Посмурнели тут казаки, понимая правоту гетмана, а Сагайдачный только головой качал. Чувствовал он, как ловко уводит у него общество Тискиневич, как играет на чувствах казаков, направляя их куда нужно польскому королю. А в том, что новый гетман, сменивший Сагайдачного, верный слуга Жигимонта, тот ничуть не сомневался. И с каждым словом, сказанным Тискиневичем, каждый жестом, каждой ужимкой гетмана, утверждалась его в этом уверенность.

— Есть у меня от польского короля, — продолжал Тискиневич, — деньга малая, всего-то шестьдесят сотен полновесных талеров золотом. Дал их мне король Жигимонт, чтоб мы вооружились да построили «чаек», чтобы учинить набеги на Крым, где знатная замятня идёт, и есть чем поживиться. Да только после пришёл от короля запрет покуда деньгу ту в дело пускать, ибо опасается величество гнева крымского хана. А ну как замятня там закончится, когда мы ударим, и хан свою орду поведёт на земли королевские.

Угроза нешуточная, гнева крымского хана опасались все, кто живёт на границе Дикого поля, ибо страшен он, и нет спасения, коли возьмётся за кого крымский хан всерьёз.
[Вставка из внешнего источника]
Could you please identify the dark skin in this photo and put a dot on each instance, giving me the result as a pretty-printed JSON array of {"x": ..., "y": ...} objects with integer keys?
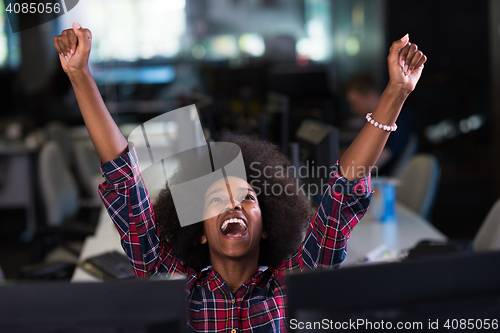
[{"x": 236, "y": 259}]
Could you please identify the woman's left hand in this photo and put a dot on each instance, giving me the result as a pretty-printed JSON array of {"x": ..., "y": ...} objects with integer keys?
[{"x": 406, "y": 63}]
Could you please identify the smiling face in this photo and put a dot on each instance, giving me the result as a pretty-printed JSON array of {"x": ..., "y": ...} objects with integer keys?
[{"x": 233, "y": 227}]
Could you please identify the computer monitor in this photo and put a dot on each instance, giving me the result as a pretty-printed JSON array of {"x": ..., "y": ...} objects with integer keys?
[
  {"x": 126, "y": 306},
  {"x": 420, "y": 295}
]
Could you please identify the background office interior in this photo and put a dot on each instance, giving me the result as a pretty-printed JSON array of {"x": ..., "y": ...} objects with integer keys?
[{"x": 227, "y": 56}]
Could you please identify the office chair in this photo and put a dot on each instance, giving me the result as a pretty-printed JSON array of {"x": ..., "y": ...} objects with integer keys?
[
  {"x": 60, "y": 238},
  {"x": 419, "y": 181},
  {"x": 58, "y": 132},
  {"x": 87, "y": 171},
  {"x": 488, "y": 236}
]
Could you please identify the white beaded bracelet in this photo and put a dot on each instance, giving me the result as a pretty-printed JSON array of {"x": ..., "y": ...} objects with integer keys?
[{"x": 381, "y": 126}]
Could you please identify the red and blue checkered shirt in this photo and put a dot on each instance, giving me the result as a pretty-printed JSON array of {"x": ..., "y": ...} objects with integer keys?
[{"x": 259, "y": 305}]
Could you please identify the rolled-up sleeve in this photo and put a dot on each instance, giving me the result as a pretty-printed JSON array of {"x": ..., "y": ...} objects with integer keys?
[{"x": 128, "y": 204}]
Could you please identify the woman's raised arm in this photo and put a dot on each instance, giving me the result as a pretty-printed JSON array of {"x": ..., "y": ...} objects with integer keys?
[
  {"x": 405, "y": 63},
  {"x": 73, "y": 46}
]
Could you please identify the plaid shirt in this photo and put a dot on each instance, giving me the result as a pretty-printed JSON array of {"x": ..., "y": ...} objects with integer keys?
[{"x": 259, "y": 305}]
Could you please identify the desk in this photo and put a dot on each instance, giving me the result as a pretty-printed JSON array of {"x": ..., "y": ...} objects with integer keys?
[
  {"x": 404, "y": 233},
  {"x": 369, "y": 234}
]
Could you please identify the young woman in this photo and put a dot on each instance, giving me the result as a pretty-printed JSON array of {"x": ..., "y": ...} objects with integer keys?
[{"x": 235, "y": 261}]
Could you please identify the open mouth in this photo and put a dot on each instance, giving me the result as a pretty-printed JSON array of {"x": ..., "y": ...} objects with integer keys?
[{"x": 234, "y": 227}]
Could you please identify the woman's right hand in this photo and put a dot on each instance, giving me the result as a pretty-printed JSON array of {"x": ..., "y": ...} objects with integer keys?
[{"x": 73, "y": 46}]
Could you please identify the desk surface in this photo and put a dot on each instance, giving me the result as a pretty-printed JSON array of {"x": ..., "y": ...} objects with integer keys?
[{"x": 368, "y": 235}]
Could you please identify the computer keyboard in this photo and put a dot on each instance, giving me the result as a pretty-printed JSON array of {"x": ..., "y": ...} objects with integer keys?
[{"x": 110, "y": 265}]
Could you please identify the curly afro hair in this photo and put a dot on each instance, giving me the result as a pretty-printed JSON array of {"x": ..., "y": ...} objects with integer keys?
[{"x": 285, "y": 215}]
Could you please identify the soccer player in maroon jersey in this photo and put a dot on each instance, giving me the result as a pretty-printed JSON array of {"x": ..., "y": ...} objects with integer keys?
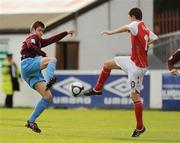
[
  {"x": 173, "y": 60},
  {"x": 33, "y": 60},
  {"x": 135, "y": 65}
]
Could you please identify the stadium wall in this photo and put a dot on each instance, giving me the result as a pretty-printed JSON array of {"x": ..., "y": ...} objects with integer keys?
[
  {"x": 28, "y": 97},
  {"x": 88, "y": 26}
]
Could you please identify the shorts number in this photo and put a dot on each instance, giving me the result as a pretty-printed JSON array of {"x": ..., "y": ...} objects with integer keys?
[{"x": 132, "y": 84}]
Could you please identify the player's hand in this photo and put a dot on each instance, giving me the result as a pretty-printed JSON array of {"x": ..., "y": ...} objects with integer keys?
[
  {"x": 174, "y": 72},
  {"x": 106, "y": 32},
  {"x": 71, "y": 32}
]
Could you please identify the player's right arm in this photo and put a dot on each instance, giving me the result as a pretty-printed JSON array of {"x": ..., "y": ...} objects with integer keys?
[
  {"x": 172, "y": 60},
  {"x": 32, "y": 44},
  {"x": 115, "y": 31}
]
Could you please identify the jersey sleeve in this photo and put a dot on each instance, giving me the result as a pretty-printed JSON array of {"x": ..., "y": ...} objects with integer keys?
[
  {"x": 173, "y": 59},
  {"x": 133, "y": 27},
  {"x": 152, "y": 36}
]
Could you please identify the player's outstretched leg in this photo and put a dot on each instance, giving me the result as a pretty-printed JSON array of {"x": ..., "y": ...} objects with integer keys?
[
  {"x": 105, "y": 72},
  {"x": 50, "y": 78},
  {"x": 137, "y": 132},
  {"x": 51, "y": 82},
  {"x": 138, "y": 107},
  {"x": 33, "y": 126},
  {"x": 50, "y": 64}
]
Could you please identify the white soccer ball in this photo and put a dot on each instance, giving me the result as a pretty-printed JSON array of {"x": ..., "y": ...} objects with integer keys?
[{"x": 76, "y": 88}]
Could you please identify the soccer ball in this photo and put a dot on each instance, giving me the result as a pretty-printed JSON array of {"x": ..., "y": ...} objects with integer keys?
[{"x": 76, "y": 88}]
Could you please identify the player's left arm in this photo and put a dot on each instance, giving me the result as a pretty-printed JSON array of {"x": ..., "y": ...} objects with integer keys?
[
  {"x": 115, "y": 31},
  {"x": 152, "y": 38},
  {"x": 55, "y": 38}
]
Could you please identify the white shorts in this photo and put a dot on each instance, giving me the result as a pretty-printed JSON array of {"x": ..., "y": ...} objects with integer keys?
[{"x": 135, "y": 73}]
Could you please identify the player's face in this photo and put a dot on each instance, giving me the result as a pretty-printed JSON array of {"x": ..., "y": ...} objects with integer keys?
[{"x": 39, "y": 31}]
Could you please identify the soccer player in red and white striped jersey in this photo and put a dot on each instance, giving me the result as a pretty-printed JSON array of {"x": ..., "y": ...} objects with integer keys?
[{"x": 135, "y": 65}]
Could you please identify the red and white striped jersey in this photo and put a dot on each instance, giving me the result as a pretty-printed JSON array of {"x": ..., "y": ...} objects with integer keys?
[{"x": 140, "y": 36}]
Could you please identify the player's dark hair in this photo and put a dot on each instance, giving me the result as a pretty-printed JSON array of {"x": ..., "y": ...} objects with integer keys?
[
  {"x": 36, "y": 25},
  {"x": 136, "y": 12}
]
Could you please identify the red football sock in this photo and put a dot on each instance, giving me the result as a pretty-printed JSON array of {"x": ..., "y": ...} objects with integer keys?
[
  {"x": 105, "y": 72},
  {"x": 138, "y": 111}
]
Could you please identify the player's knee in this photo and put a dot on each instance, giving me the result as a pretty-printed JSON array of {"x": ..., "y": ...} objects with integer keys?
[
  {"x": 107, "y": 65},
  {"x": 53, "y": 59},
  {"x": 48, "y": 96},
  {"x": 135, "y": 96}
]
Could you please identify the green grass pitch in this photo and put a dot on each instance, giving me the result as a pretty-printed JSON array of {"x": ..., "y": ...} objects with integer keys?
[{"x": 88, "y": 126}]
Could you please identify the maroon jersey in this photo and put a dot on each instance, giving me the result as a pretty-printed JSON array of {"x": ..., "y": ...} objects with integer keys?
[
  {"x": 32, "y": 45},
  {"x": 173, "y": 59}
]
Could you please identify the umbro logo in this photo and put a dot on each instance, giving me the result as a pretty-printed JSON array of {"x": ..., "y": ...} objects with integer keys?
[{"x": 63, "y": 86}]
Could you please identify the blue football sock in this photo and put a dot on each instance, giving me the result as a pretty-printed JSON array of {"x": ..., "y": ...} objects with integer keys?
[
  {"x": 40, "y": 107},
  {"x": 51, "y": 67}
]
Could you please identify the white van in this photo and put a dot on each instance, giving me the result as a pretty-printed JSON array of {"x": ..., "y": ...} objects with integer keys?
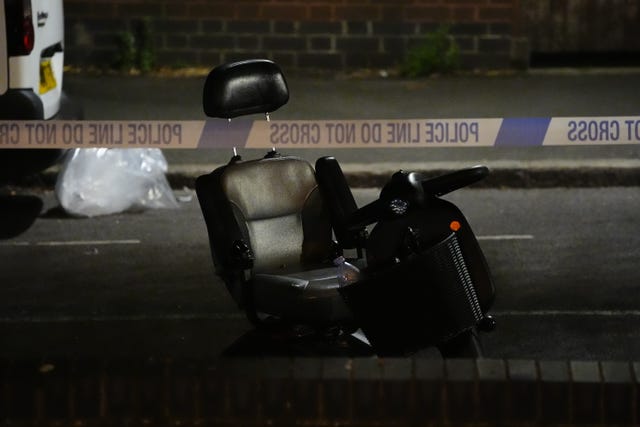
[{"x": 31, "y": 69}]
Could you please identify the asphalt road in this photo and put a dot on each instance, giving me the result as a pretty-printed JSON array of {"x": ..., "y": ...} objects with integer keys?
[{"x": 142, "y": 284}]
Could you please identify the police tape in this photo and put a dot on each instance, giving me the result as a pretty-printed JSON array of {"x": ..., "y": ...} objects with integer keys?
[{"x": 243, "y": 133}]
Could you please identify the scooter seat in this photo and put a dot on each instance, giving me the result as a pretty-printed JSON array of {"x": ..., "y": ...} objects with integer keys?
[{"x": 307, "y": 296}]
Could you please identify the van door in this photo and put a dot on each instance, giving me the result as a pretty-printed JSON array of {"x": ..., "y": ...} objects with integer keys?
[{"x": 4, "y": 63}]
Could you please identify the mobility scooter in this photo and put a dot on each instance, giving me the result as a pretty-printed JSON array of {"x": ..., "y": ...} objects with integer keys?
[{"x": 276, "y": 225}]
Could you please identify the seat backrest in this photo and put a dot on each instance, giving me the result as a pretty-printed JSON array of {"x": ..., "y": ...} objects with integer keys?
[{"x": 274, "y": 206}]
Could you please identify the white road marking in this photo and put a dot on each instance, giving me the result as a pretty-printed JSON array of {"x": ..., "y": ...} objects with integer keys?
[
  {"x": 74, "y": 243},
  {"x": 507, "y": 237},
  {"x": 568, "y": 313},
  {"x": 122, "y": 318}
]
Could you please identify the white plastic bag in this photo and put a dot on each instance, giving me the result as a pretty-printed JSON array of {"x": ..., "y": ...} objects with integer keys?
[{"x": 102, "y": 181}]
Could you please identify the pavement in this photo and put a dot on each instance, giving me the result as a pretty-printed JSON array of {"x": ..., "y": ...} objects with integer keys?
[{"x": 537, "y": 93}]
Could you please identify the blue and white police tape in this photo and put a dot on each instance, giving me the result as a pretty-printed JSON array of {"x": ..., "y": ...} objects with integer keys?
[{"x": 244, "y": 133}]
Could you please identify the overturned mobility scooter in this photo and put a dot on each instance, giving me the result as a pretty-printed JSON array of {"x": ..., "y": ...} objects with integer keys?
[{"x": 278, "y": 229}]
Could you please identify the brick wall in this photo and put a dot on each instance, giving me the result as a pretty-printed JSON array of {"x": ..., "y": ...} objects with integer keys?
[
  {"x": 324, "y": 392},
  {"x": 327, "y": 34}
]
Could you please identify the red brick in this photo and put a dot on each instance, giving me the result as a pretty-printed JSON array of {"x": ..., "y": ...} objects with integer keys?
[
  {"x": 361, "y": 13},
  {"x": 463, "y": 13},
  {"x": 321, "y": 12},
  {"x": 427, "y": 13},
  {"x": 500, "y": 14},
  {"x": 283, "y": 12}
]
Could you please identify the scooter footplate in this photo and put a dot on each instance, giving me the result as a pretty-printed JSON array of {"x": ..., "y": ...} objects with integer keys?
[{"x": 422, "y": 301}]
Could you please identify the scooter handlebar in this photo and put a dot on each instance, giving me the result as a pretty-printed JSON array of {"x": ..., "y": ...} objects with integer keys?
[
  {"x": 407, "y": 190},
  {"x": 452, "y": 181}
]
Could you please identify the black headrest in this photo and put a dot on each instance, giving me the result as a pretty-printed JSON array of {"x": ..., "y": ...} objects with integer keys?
[{"x": 245, "y": 87}]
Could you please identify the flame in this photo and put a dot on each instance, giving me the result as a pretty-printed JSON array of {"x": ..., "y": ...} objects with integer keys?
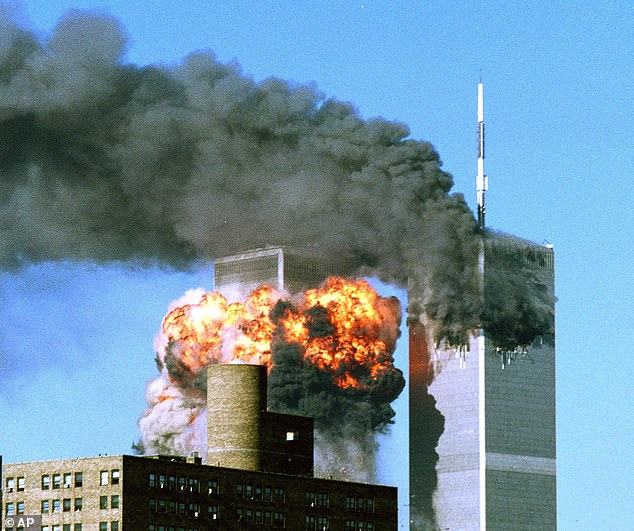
[{"x": 343, "y": 328}]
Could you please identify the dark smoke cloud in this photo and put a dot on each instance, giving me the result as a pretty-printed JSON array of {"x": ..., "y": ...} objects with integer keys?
[{"x": 101, "y": 160}]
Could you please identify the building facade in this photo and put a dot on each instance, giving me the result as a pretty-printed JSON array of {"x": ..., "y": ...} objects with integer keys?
[
  {"x": 263, "y": 478},
  {"x": 482, "y": 423}
]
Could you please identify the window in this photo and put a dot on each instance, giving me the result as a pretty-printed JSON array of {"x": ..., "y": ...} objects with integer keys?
[
  {"x": 278, "y": 494},
  {"x": 323, "y": 500},
  {"x": 309, "y": 499},
  {"x": 279, "y": 520}
]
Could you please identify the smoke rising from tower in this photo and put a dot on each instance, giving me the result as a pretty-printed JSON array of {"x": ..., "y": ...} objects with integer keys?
[
  {"x": 102, "y": 161},
  {"x": 107, "y": 161}
]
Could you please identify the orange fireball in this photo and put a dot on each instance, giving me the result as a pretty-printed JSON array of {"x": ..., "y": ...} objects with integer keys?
[{"x": 343, "y": 328}]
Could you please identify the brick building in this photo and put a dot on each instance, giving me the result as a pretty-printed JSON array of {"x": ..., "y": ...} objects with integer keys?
[{"x": 261, "y": 479}]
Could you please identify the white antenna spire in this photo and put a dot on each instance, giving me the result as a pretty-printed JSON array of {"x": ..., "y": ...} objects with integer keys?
[{"x": 482, "y": 181}]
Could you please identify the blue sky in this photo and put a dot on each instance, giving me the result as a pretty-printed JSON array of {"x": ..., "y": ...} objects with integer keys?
[{"x": 560, "y": 152}]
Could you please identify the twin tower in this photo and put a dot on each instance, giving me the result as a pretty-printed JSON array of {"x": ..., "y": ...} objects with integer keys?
[{"x": 482, "y": 440}]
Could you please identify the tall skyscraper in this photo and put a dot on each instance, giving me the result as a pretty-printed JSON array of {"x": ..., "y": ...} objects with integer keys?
[{"x": 482, "y": 421}]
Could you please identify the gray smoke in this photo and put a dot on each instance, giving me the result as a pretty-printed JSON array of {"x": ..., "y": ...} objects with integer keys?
[{"x": 102, "y": 160}]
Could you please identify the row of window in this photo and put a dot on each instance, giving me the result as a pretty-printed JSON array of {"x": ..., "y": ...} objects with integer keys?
[
  {"x": 154, "y": 527},
  {"x": 65, "y": 505},
  {"x": 65, "y": 480},
  {"x": 319, "y": 499},
  {"x": 359, "y": 504},
  {"x": 173, "y": 507},
  {"x": 103, "y": 526},
  {"x": 316, "y": 523},
  {"x": 57, "y": 506},
  {"x": 359, "y": 525},
  {"x": 192, "y": 484},
  {"x": 258, "y": 492},
  {"x": 256, "y": 516}
]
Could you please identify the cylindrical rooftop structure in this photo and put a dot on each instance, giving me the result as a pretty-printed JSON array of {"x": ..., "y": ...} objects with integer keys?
[{"x": 236, "y": 400}]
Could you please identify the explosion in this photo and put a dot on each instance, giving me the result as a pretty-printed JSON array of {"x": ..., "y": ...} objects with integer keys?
[{"x": 328, "y": 349}]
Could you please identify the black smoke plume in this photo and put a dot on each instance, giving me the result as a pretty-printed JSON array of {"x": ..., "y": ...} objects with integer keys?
[{"x": 102, "y": 160}]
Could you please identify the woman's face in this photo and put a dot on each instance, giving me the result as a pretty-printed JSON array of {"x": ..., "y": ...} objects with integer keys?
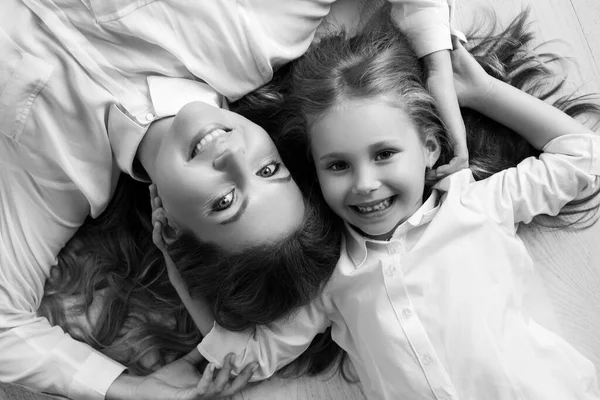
[{"x": 221, "y": 178}]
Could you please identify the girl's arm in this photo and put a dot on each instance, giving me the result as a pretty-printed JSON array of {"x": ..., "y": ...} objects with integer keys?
[
  {"x": 530, "y": 117},
  {"x": 427, "y": 25},
  {"x": 570, "y": 161}
]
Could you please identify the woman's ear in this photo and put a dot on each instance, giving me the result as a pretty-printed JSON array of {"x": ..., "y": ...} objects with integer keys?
[{"x": 432, "y": 150}]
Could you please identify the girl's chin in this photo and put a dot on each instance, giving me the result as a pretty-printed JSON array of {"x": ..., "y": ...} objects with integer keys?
[{"x": 383, "y": 233}]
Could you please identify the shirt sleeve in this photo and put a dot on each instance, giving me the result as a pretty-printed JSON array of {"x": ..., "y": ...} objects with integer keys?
[
  {"x": 32, "y": 352},
  {"x": 426, "y": 23},
  {"x": 568, "y": 165},
  {"x": 272, "y": 347}
]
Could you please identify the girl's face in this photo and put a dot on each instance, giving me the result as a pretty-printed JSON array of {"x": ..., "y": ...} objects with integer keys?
[
  {"x": 371, "y": 161},
  {"x": 221, "y": 177}
]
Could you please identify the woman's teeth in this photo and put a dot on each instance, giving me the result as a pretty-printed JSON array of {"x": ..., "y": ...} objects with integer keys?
[
  {"x": 207, "y": 139},
  {"x": 382, "y": 205}
]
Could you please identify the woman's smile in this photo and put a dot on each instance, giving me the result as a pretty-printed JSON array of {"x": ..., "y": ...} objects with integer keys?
[{"x": 207, "y": 138}]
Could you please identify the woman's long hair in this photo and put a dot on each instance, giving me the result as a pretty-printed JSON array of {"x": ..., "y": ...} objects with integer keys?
[{"x": 115, "y": 255}]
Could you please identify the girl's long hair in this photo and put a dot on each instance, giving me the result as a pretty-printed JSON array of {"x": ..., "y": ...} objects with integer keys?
[{"x": 114, "y": 256}]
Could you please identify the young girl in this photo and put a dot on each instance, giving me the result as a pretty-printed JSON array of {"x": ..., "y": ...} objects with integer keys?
[{"x": 427, "y": 294}]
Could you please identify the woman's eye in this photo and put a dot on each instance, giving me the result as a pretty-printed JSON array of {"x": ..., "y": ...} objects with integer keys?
[
  {"x": 269, "y": 170},
  {"x": 224, "y": 202},
  {"x": 384, "y": 155},
  {"x": 337, "y": 166}
]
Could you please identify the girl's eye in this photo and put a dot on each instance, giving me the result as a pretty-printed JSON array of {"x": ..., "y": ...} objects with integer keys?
[
  {"x": 384, "y": 155},
  {"x": 337, "y": 166},
  {"x": 269, "y": 170},
  {"x": 224, "y": 202}
]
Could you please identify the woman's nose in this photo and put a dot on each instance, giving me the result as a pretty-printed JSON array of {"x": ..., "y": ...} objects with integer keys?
[
  {"x": 365, "y": 182},
  {"x": 232, "y": 158}
]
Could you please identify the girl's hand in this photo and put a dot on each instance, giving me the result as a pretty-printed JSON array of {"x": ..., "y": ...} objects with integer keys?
[
  {"x": 181, "y": 380},
  {"x": 440, "y": 84},
  {"x": 199, "y": 309},
  {"x": 470, "y": 79}
]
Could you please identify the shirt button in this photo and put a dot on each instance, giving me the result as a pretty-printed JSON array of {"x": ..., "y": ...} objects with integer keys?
[
  {"x": 144, "y": 119},
  {"x": 427, "y": 359},
  {"x": 396, "y": 247},
  {"x": 391, "y": 270}
]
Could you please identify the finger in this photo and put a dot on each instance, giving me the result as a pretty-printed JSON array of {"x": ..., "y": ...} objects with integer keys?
[
  {"x": 157, "y": 238},
  {"x": 206, "y": 379},
  {"x": 456, "y": 42},
  {"x": 153, "y": 191},
  {"x": 159, "y": 215},
  {"x": 241, "y": 380},
  {"x": 194, "y": 357},
  {"x": 224, "y": 374}
]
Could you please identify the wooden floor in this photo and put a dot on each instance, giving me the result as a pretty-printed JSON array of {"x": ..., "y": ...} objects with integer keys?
[{"x": 567, "y": 288}]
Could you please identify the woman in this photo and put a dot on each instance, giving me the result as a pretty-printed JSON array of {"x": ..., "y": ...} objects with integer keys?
[{"x": 64, "y": 64}]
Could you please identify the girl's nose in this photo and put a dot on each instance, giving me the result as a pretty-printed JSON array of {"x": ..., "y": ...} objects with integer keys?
[{"x": 365, "y": 183}]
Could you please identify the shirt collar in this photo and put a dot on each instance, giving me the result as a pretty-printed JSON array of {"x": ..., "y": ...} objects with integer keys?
[
  {"x": 356, "y": 244},
  {"x": 168, "y": 95}
]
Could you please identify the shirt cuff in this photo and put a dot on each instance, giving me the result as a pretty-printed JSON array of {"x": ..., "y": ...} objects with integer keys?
[
  {"x": 94, "y": 377},
  {"x": 220, "y": 342},
  {"x": 214, "y": 348},
  {"x": 580, "y": 145},
  {"x": 427, "y": 29}
]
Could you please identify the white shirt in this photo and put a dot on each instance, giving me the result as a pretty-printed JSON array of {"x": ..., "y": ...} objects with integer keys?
[
  {"x": 437, "y": 312},
  {"x": 62, "y": 64}
]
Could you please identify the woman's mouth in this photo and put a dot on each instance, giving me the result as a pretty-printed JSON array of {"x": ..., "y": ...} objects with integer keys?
[
  {"x": 374, "y": 207},
  {"x": 205, "y": 139}
]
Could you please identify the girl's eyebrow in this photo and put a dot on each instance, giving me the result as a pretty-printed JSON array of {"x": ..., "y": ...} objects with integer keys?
[
  {"x": 372, "y": 147},
  {"x": 383, "y": 143},
  {"x": 331, "y": 155}
]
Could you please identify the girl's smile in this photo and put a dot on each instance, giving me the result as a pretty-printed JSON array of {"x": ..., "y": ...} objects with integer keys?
[{"x": 374, "y": 209}]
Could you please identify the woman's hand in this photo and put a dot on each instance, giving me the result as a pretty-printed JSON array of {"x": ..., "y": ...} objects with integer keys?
[
  {"x": 199, "y": 309},
  {"x": 180, "y": 380},
  {"x": 470, "y": 79},
  {"x": 438, "y": 68}
]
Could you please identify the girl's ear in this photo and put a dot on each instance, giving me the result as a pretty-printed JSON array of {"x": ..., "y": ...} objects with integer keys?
[
  {"x": 170, "y": 233},
  {"x": 432, "y": 150}
]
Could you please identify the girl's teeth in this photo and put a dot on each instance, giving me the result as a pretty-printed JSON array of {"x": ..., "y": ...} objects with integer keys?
[{"x": 382, "y": 205}]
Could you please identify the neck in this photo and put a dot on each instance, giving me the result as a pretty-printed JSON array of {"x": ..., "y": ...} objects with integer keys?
[{"x": 150, "y": 145}]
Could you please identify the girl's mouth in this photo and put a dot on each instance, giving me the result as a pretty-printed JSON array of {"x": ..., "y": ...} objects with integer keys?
[{"x": 374, "y": 207}]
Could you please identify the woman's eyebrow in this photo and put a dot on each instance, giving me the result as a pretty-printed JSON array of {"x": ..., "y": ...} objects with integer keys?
[
  {"x": 331, "y": 155},
  {"x": 280, "y": 180},
  {"x": 238, "y": 214}
]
— А я вот как мыслю, паны братья, — не останавливался Тискиневич, — а не плюнуть ли нам на приказ королевский, да не снарядить ли «чайки» и не ударить за Крым? А как пойдёт обратно оттуда хан со всею своей ордой, так будет у нас чем встретить его и угостить, по-нашенски, по-черкасски! — Он поднял над головой пудовый кулак свой и погрозил востоку, как будто самому грозному крымскому хану Джанибеку, который пускай и правил в Бахчисарае уже больше полугода, да только правление его трудно было назвать спокойным. — Вот чем мы угостим незваных гостей! — повторил Тискиневич, потрясая кулаком. — Ну, паны браты, кто пойдёт за Крым⁈

И площадь взорвалась криками одобрения. Заблестели на тусклом зимнем солнце вынутые из ножен сабли, как будто черкасы тут же желали пустить кровь крымцам. Будь здесь хотя бы и сам Джанибек-Герай со всей своей ордой, не уйти ему было с Хортицы живым.

Однако такое воодушевление совсем не уверило Сагайдачного в том, что он уже проиграл. Стоило только уверенному в своей победе Тискиневичу отступить, освобождая место другому, как опальный гетман тут же взобрался на помост.

— Что же вы, паны-товарищи, — тут же напустился он на черкасов, — вам отраву в уши льют, а вы и рады. Хлебальники раззявили, как услыхали про ляшские талеры! Кричали вы уже мне: «Не люб ты нам, Сагайдачный!», кричали: «Убирайся прочь!». А я скажу вам вот что, товарищество, не любовником был я для Сечи, потому и не люб стал вам. Вот Тискиневич вам на церковь Покрова Богородицы указывал, стыдил вас, что не даёте на неё денег, а сам-то… — Он сделал эффектную паузу, давая всем додумать что же он имел ввиду, и лишь спустя почти полминуты, когда казаки сами разогрели себя домыслами, продолжил. — Взял деньги у клятых ляхов, хотя сам же себя защитником веры православной выговаривает перед вами! А всяк знает, что на каждом ляшском талере езуит свою метку ставит. И коли попадёт такой на дело православное, тут же езуит тот выскочит и заорёт «Уния! Уния!», и выходит так, что за ними верх. Вот о чём подумайте, паны товарищество.